Why the Climate
Spoof Worked
November 13, 2007
Well,
that was fun.
A
British writer whipped up a plausible-looking scientific paper that
attributed global warming to a mass of oceanic algae spewing vast
quantities of carbon dioxide into the atmosphere.
The
dummy paper, published in a dummy scientific journal, caught the eye of
the intrepid band of "skeptics" who cannot bear the thought that human
activities are changing the climate. Bloggers went into overdrive. Web
sites sizzled. Talk radio jocks cranked up the volume. Here, at last,
was definitive proof that would debunk all those neurotic scientists
and enable mankind to continue gorging blissfully on non-renewable
fossil fuels.
After
a short time, a number of the prominent skeptics, to their credit,
realized that they had been had.
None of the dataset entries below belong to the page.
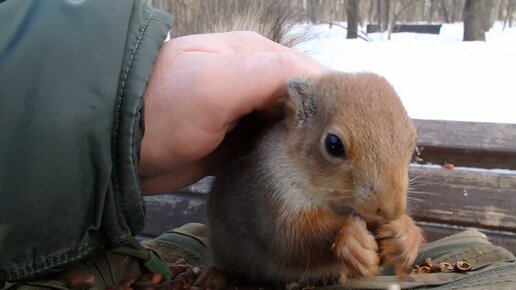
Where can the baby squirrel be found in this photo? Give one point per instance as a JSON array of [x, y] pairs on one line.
[[285, 211], [294, 207]]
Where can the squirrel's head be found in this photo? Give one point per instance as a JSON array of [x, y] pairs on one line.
[[352, 137]]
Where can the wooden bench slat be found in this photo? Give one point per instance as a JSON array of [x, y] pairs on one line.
[[464, 197], [467, 144]]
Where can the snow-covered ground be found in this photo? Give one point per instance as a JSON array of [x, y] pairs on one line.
[[437, 76]]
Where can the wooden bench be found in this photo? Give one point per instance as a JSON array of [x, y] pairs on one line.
[[414, 28], [480, 191]]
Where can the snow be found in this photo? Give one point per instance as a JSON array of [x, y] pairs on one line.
[[438, 77]]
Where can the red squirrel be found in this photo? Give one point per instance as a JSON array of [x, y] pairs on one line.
[[297, 205]]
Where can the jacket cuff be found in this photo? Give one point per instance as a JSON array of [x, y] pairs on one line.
[[147, 30]]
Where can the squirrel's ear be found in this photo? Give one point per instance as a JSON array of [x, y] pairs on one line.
[[301, 104]]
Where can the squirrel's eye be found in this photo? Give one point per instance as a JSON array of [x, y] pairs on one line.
[[334, 146]]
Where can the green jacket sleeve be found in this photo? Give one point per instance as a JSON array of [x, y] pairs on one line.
[[72, 78]]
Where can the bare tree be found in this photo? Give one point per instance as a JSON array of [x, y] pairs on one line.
[[474, 27], [352, 18]]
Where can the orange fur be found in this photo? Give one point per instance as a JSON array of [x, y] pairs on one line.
[[399, 243]]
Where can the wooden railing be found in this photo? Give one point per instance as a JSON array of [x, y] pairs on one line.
[[480, 190]]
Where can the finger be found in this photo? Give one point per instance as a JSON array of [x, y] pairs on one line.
[[228, 42], [248, 81], [173, 180]]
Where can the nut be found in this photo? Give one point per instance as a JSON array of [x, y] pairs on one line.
[[81, 280], [436, 268], [156, 278], [423, 269], [446, 267], [428, 262], [448, 165], [462, 266]]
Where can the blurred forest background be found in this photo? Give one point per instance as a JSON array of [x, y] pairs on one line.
[[478, 15]]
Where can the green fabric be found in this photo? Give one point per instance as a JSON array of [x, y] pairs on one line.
[[107, 268], [493, 267], [72, 77]]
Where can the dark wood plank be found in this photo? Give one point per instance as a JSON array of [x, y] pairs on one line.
[[165, 212], [467, 144], [434, 232], [464, 197]]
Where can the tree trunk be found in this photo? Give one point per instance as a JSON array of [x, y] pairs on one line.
[[352, 17], [383, 14], [473, 24]]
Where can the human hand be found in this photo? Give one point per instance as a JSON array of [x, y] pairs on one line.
[[201, 85]]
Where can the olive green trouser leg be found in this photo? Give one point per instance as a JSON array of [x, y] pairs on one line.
[[493, 267], [102, 270]]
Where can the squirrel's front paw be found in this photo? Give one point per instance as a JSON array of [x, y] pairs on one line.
[[399, 243], [357, 248]]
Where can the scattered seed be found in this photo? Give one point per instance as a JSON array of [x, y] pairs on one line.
[[462, 266], [81, 280], [448, 165], [423, 269], [156, 278]]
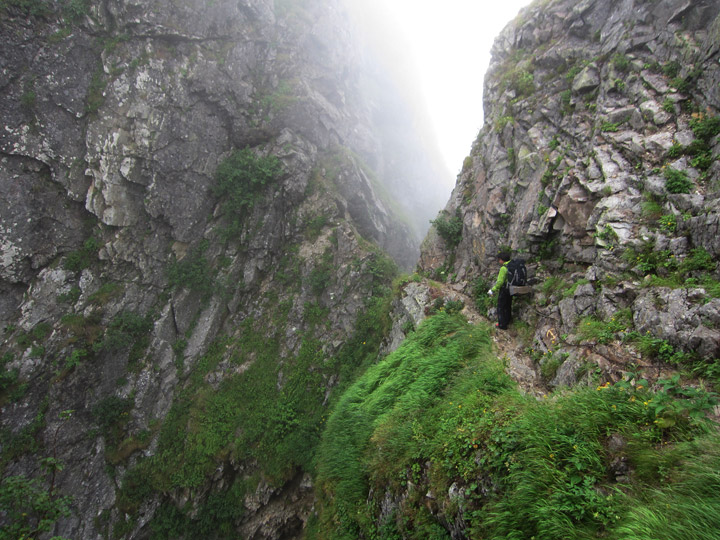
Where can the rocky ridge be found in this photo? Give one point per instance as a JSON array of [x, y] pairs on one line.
[[598, 164]]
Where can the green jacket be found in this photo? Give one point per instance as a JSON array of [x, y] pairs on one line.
[[502, 278]]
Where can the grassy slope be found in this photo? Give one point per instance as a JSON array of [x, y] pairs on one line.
[[440, 430]]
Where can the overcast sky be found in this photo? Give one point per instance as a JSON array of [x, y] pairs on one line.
[[450, 42]]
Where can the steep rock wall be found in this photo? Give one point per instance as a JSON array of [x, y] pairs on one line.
[[136, 298], [597, 163]]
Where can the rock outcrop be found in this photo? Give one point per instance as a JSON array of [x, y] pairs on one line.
[[134, 289], [598, 164]]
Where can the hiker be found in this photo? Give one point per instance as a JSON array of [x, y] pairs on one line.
[[502, 289]]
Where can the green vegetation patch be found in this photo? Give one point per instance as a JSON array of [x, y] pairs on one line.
[[241, 180], [439, 425], [398, 389]]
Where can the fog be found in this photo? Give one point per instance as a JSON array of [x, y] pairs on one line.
[[445, 47]]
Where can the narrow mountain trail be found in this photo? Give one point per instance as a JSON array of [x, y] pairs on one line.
[[509, 345]]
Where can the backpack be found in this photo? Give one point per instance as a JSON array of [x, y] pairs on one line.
[[517, 273]]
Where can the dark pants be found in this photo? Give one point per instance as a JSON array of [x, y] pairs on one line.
[[504, 307]]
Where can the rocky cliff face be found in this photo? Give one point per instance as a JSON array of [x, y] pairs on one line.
[[598, 164], [196, 200]]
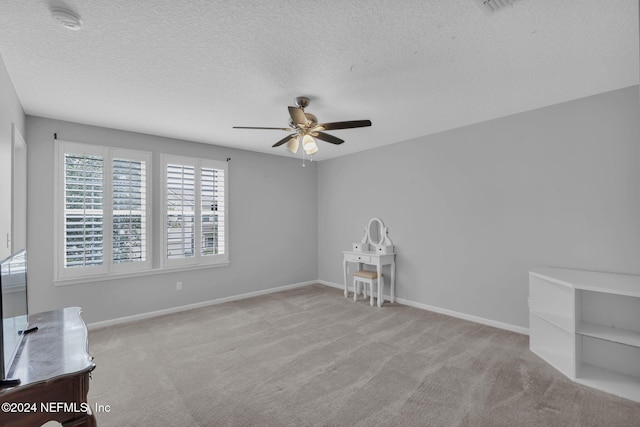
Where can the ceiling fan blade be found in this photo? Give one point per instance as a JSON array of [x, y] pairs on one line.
[[329, 138], [285, 139], [345, 125], [257, 127], [297, 115]]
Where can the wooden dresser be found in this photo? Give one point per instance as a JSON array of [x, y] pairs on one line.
[[54, 366]]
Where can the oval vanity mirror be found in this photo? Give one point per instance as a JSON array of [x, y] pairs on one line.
[[375, 231]]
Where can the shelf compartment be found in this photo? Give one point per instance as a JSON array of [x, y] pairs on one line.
[[554, 345], [556, 303], [609, 333], [627, 386]]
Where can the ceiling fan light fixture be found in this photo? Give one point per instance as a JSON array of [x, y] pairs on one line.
[[293, 145], [308, 142], [311, 150], [309, 145]]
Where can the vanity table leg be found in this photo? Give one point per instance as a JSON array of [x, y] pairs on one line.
[[380, 285], [344, 269], [392, 285]]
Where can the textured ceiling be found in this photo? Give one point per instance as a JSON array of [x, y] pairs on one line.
[[192, 69]]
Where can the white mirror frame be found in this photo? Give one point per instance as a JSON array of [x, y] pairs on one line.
[[381, 231]]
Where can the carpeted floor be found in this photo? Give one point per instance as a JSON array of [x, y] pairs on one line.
[[308, 357]]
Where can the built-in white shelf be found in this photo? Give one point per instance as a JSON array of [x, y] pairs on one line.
[[609, 333], [555, 319], [627, 386], [587, 325]]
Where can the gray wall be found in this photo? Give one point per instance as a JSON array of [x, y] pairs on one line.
[[272, 211], [10, 113], [471, 210]]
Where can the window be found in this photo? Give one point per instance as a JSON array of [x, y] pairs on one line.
[[102, 207], [195, 213]]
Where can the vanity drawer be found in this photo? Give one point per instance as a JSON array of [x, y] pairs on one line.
[[357, 258]]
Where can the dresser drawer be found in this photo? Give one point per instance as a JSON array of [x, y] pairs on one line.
[[357, 258]]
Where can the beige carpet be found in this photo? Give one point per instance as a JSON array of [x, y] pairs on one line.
[[310, 357]]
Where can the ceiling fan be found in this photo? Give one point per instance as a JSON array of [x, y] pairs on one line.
[[305, 127]]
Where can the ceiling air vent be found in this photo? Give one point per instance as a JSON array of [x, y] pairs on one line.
[[490, 6]]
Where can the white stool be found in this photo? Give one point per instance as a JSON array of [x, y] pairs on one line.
[[367, 278]]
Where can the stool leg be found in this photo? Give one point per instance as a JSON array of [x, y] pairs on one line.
[[372, 292]]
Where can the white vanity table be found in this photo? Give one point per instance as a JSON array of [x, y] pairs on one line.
[[375, 249]]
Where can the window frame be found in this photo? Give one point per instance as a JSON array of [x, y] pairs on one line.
[[108, 266], [198, 259]]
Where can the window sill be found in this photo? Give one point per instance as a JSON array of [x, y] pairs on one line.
[[117, 276]]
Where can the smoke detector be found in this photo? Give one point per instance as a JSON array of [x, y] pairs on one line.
[[490, 6], [67, 18]]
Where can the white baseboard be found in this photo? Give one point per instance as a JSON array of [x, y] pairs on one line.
[[126, 319], [133, 318], [472, 318]]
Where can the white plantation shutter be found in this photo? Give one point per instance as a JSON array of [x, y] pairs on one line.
[[212, 211], [129, 222], [102, 202], [83, 210], [180, 207], [195, 211]]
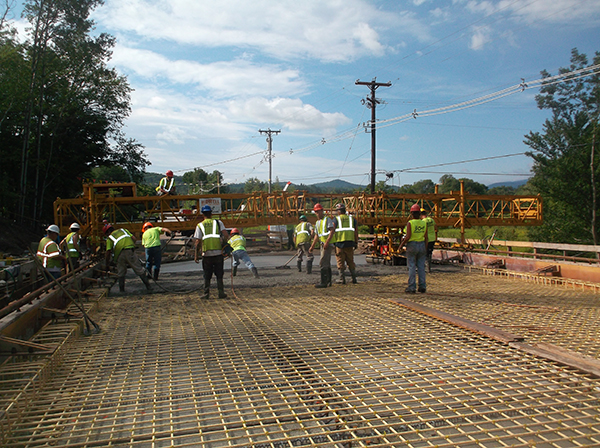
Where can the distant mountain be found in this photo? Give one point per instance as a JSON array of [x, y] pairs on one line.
[[514, 183]]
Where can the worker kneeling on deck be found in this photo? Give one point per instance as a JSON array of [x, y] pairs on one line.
[[210, 235], [151, 242], [416, 250], [238, 244], [346, 240], [324, 235], [49, 252], [121, 243]]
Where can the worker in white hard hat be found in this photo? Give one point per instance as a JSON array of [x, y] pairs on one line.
[[49, 252], [70, 246]]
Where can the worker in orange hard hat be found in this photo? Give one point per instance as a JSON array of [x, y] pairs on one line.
[[324, 236], [416, 250], [151, 243]]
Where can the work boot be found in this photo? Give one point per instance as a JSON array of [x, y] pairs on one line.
[[323, 283], [221, 289]]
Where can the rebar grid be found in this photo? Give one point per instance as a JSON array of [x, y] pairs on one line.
[[286, 367]]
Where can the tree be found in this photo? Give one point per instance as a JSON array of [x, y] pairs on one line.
[[566, 163]]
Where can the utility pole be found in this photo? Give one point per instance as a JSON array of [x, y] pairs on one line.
[[269, 132], [372, 103]]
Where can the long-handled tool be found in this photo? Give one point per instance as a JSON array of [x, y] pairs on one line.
[[285, 266], [54, 281]]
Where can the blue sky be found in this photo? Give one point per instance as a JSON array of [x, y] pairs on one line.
[[208, 75]]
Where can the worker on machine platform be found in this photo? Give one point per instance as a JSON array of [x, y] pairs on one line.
[[238, 244], [151, 243], [416, 250], [324, 236], [49, 253], [346, 240], [302, 238], [122, 243], [210, 236]]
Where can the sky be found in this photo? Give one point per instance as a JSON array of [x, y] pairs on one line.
[[207, 76]]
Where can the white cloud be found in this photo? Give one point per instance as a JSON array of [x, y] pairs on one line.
[[337, 30]]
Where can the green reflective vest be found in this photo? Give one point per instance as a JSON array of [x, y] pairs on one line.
[[237, 242], [344, 231], [418, 227], [211, 235], [48, 252]]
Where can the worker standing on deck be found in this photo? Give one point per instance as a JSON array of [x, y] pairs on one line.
[[238, 244], [431, 236], [416, 250], [324, 233], [346, 240], [151, 243], [70, 245], [49, 252], [302, 238], [166, 185], [121, 243], [210, 236]]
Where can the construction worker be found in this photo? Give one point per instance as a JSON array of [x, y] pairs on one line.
[[210, 236], [238, 244], [302, 238], [166, 184], [416, 250], [346, 240], [70, 245], [324, 233], [431, 236], [49, 252], [151, 242], [121, 243]]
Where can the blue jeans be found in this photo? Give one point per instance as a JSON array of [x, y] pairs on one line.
[[243, 256], [153, 257], [416, 253]]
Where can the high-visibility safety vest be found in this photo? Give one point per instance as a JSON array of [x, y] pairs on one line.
[[72, 252], [211, 240], [163, 183], [430, 229], [237, 242], [418, 227], [323, 231], [344, 230], [302, 233], [119, 240], [48, 251]]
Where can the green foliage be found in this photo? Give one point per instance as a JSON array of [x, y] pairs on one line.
[[566, 161]]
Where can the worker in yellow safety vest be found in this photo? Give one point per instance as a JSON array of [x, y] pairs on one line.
[[121, 243], [346, 240], [49, 252], [302, 238], [416, 250], [70, 246], [210, 235], [324, 236]]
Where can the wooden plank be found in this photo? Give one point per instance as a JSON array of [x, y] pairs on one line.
[[476, 327]]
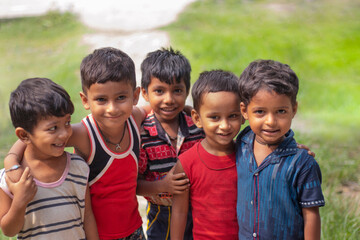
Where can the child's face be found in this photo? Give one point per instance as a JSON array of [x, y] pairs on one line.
[[110, 103], [49, 136], [220, 117], [269, 115], [167, 100]]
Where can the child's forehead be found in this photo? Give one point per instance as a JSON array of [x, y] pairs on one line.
[[220, 99], [109, 87], [270, 97], [171, 81], [51, 119]]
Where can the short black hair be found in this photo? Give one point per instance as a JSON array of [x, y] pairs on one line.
[[167, 65], [270, 75], [35, 99], [213, 81], [107, 64]]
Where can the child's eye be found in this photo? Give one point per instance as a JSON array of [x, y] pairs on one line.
[[234, 115], [52, 128], [214, 118], [178, 90], [259, 112], [158, 91], [122, 97]]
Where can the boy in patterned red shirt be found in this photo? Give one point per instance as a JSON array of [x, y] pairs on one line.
[[166, 132]]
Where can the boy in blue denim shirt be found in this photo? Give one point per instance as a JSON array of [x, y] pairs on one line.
[[279, 185]]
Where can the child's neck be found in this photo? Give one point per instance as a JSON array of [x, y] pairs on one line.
[[171, 128], [220, 150], [262, 149], [45, 169], [116, 139]]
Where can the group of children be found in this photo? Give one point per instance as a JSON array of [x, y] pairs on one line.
[[199, 182]]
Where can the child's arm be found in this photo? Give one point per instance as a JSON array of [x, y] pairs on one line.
[[13, 158], [171, 183], [89, 219], [302, 146], [179, 210], [79, 140], [12, 212], [140, 113], [312, 223]]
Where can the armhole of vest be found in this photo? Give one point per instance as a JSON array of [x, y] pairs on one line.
[[89, 128]]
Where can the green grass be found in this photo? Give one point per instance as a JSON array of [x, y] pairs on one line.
[[320, 40], [48, 46]]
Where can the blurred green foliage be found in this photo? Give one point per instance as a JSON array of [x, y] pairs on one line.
[[48, 46], [320, 40]]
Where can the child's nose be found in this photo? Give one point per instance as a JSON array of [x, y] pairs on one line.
[[270, 119], [224, 124], [111, 107], [168, 98]]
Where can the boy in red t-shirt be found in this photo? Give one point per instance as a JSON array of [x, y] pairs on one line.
[[210, 164]]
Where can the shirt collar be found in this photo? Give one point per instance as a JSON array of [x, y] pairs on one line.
[[155, 129], [287, 146]]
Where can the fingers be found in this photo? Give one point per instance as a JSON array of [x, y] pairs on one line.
[[311, 153], [26, 174], [178, 176]]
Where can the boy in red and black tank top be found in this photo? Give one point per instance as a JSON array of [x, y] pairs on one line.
[[210, 164], [166, 132], [108, 139]]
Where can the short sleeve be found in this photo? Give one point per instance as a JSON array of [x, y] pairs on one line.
[[143, 161], [309, 184], [3, 184]]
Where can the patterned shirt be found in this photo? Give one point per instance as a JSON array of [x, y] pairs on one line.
[[271, 196], [57, 210], [157, 155], [113, 181]]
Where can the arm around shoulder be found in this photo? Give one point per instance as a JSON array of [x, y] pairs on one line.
[[80, 140], [13, 158], [12, 211], [180, 210], [312, 223], [89, 219]]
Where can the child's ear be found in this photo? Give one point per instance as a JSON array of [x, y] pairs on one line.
[[295, 109], [144, 94], [22, 134], [84, 100], [196, 118], [243, 110], [136, 96]]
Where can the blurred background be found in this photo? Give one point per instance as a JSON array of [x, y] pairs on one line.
[[319, 39]]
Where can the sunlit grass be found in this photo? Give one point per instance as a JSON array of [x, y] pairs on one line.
[[48, 46], [320, 40]]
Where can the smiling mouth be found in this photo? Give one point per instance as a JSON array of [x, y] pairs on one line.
[[168, 109], [59, 145], [224, 134]]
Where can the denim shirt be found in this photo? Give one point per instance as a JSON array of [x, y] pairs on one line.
[[271, 196]]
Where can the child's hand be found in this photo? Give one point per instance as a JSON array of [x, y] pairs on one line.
[[302, 146], [156, 199], [15, 175], [25, 189], [175, 183]]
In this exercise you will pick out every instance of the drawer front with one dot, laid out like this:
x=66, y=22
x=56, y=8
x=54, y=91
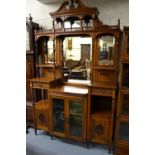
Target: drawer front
x=100, y=128
x=39, y=85
x=101, y=91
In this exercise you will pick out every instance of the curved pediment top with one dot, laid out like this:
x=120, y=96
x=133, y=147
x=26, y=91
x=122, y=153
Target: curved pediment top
x=74, y=7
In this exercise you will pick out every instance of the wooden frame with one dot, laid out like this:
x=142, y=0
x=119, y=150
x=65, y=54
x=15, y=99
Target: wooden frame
x=104, y=78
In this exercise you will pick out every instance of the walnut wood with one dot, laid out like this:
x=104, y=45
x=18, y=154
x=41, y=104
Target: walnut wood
x=99, y=103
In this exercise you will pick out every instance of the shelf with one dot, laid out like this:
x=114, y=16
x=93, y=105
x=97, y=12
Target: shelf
x=102, y=114
x=124, y=118
x=75, y=115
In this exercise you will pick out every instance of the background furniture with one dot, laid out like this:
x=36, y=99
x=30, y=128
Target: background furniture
x=122, y=119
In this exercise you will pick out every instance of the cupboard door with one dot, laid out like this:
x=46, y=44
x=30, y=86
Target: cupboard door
x=58, y=110
x=124, y=103
x=75, y=118
x=124, y=131
x=100, y=129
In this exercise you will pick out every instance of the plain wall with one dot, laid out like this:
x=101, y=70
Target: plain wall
x=109, y=11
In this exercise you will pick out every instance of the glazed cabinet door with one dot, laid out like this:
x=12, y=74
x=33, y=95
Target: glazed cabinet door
x=58, y=117
x=77, y=119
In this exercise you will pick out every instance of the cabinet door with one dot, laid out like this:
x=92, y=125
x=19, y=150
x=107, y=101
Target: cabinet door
x=123, y=103
x=76, y=119
x=58, y=116
x=106, y=46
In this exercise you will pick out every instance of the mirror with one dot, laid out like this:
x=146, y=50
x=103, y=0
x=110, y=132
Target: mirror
x=77, y=56
x=50, y=53
x=106, y=50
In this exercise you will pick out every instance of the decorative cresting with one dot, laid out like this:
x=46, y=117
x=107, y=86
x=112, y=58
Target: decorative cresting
x=78, y=16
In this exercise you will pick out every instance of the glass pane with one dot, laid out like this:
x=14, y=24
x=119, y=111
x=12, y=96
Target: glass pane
x=125, y=104
x=50, y=51
x=124, y=131
x=106, y=50
x=125, y=78
x=75, y=123
x=58, y=115
x=75, y=118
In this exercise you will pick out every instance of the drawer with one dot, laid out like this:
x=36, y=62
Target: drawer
x=101, y=91
x=39, y=85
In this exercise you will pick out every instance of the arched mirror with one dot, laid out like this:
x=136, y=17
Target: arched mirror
x=77, y=56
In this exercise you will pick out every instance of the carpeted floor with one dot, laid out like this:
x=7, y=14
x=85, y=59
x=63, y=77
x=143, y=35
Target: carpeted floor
x=43, y=145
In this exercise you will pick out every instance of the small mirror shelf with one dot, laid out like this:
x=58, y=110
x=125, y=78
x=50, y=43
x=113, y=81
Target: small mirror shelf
x=77, y=56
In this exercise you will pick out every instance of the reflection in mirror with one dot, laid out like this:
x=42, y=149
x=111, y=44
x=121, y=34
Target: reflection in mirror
x=50, y=55
x=72, y=22
x=77, y=56
x=106, y=50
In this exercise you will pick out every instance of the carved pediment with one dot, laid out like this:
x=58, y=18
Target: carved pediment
x=74, y=7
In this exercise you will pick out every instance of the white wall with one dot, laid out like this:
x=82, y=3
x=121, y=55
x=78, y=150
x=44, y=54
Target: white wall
x=109, y=11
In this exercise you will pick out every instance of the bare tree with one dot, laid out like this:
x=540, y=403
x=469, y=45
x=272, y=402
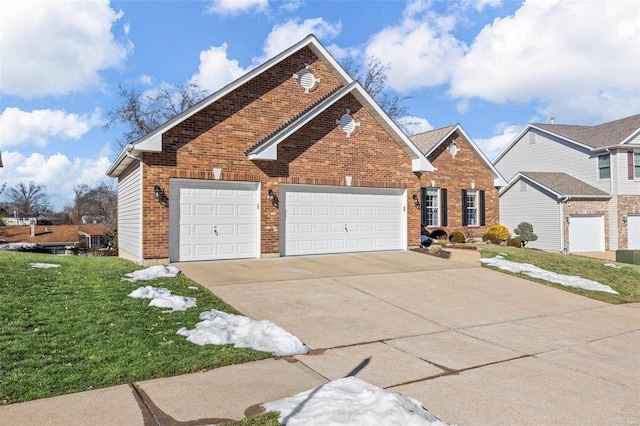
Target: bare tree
x=375, y=81
x=140, y=112
x=28, y=198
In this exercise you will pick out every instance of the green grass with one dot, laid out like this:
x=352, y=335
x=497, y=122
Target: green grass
x=74, y=328
x=625, y=281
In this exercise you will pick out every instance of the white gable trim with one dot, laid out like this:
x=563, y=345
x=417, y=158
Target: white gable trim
x=152, y=142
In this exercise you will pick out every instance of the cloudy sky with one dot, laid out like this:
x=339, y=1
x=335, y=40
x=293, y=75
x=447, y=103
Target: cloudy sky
x=493, y=66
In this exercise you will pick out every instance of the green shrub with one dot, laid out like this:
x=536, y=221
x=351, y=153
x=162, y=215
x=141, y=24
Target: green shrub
x=501, y=231
x=457, y=237
x=490, y=237
x=514, y=242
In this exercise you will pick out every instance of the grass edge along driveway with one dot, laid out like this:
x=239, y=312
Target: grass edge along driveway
x=625, y=280
x=74, y=328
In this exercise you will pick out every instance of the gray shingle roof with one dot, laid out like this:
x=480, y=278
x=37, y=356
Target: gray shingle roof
x=564, y=184
x=599, y=136
x=427, y=140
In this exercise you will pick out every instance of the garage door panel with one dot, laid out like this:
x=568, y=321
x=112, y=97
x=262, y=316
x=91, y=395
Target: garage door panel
x=586, y=233
x=345, y=219
x=212, y=220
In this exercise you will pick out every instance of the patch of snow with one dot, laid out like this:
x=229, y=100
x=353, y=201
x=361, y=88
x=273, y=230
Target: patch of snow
x=351, y=401
x=535, y=272
x=44, y=265
x=152, y=272
x=16, y=246
x=613, y=265
x=221, y=328
x=162, y=298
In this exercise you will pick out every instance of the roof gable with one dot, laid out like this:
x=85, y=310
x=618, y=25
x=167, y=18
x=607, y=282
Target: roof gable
x=594, y=138
x=429, y=141
x=561, y=185
x=265, y=149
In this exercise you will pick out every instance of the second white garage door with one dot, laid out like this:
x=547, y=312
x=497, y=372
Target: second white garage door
x=586, y=233
x=212, y=220
x=318, y=219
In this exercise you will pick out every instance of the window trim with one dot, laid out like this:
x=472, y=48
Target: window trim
x=606, y=167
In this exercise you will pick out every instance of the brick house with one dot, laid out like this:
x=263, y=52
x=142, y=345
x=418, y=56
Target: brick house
x=462, y=194
x=292, y=158
x=579, y=186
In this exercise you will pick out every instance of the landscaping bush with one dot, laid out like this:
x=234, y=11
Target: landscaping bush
x=514, y=242
x=501, y=231
x=491, y=237
x=457, y=237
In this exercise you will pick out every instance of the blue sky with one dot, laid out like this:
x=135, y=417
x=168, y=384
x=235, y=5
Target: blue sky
x=493, y=66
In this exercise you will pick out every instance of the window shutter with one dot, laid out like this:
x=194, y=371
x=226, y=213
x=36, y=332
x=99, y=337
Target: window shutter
x=443, y=206
x=423, y=207
x=464, y=207
x=482, y=216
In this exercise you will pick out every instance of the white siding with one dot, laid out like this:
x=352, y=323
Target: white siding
x=549, y=154
x=130, y=212
x=536, y=207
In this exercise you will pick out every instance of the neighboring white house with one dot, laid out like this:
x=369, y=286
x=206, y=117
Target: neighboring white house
x=579, y=186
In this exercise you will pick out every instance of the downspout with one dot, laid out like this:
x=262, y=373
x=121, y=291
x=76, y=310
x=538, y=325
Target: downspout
x=563, y=244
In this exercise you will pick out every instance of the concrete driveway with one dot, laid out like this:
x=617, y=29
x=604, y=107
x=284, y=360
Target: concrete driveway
x=474, y=346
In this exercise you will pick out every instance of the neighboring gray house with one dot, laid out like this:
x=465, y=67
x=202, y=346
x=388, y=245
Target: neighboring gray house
x=579, y=186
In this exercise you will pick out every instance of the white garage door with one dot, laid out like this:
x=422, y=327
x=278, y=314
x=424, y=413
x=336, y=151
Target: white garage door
x=341, y=219
x=633, y=232
x=212, y=220
x=586, y=233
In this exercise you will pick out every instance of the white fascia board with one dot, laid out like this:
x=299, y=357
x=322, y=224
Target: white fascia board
x=422, y=165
Enviros chortled at the April
Fool-like spoof. And a good time was had by all.
There's
a lesson in this humorous episode that is worth pondering, however. It
can be blasted difficult sometimes to make clear to lay people the
reasons why alternative global warming explanations that are regularly
trotted out by skeptics don't work. The climate's workings, driven as
they are by various forcing mechanisms, feedback loops, and differing
time and space scales, make simplified explanations hard work. As Henry
David Thoreau was purported to have said, it takes a long time to make
a story short.
The
complexity begs questions, not only from skeptics, but from those on
the fence who are genuinely puzzled.
A
couple of examples. A common observation is that throughout earth
history, warming cycles have come and gone for perfectly natural
reasons, long before coal plants and gas guzzlers were invented. Why is
today different?
Another
common question is that if meteorologists can't forecast the weather
more than a few days out, how can fancy-pants climatologists make
predictions about what the climate will be like decades in the future?
The
seemingly reasonable premises of such questions illustrate the appeal
of a spoof paper with a seemingly reasonable theory that was actually
nonsense.
Of
course, there are answers to the questions about past warming episodes
and forecasting. It is a fallacy of logic to state that because natural
causes explain global warming in past epochs, natural causes, ipso
facto, explain today's warming. Circumstances have changed, and try as
they might, scientists have not found evidence that would tie the
current bout of warming to natural explanations, such as increased
solar output. The evidence, instead, points to greenhouse gases emitted
by fossil fuel combustion since the mid-19th century.
Likewise,
climate and weather are related phenomena, but have important
differences. An important distinction is that they operate at different
time scales. Weather takes place in the short term, when many chaotic
variables make it nigh impossible to make an accurate forecast beyond a
week. Climate operates in the long term, when variables tend to smooth
out and trends can be discerned. You can't predict precisely what the
high temperature will be in Phoenix on the next Fourth of July, but you
can safely say that it will be higher than the high in Minneapolis on
New Year's Day.
While
scientists have learned much about the impacts of human activities on
the climate, they will never yield answers precise or definitive enough
to satisfy the skeptics, even assuming the skeptics wish to be
satisfied. Science is an ongoing process. It's up to the rest of us --
government leaders, business executives, civil society, and ordinary
citizens -- to make a reasoned judgment as to when the volume and
quality of scientific information about climate change warrants action.
Think
of it this way: If nine out of 10 mechanics tell you that your car
needs a brake job, do you listen to the nine and get the work done, or
do you listen to the one outlier, strap your kid into the car, and head
for the mountains? What would you do?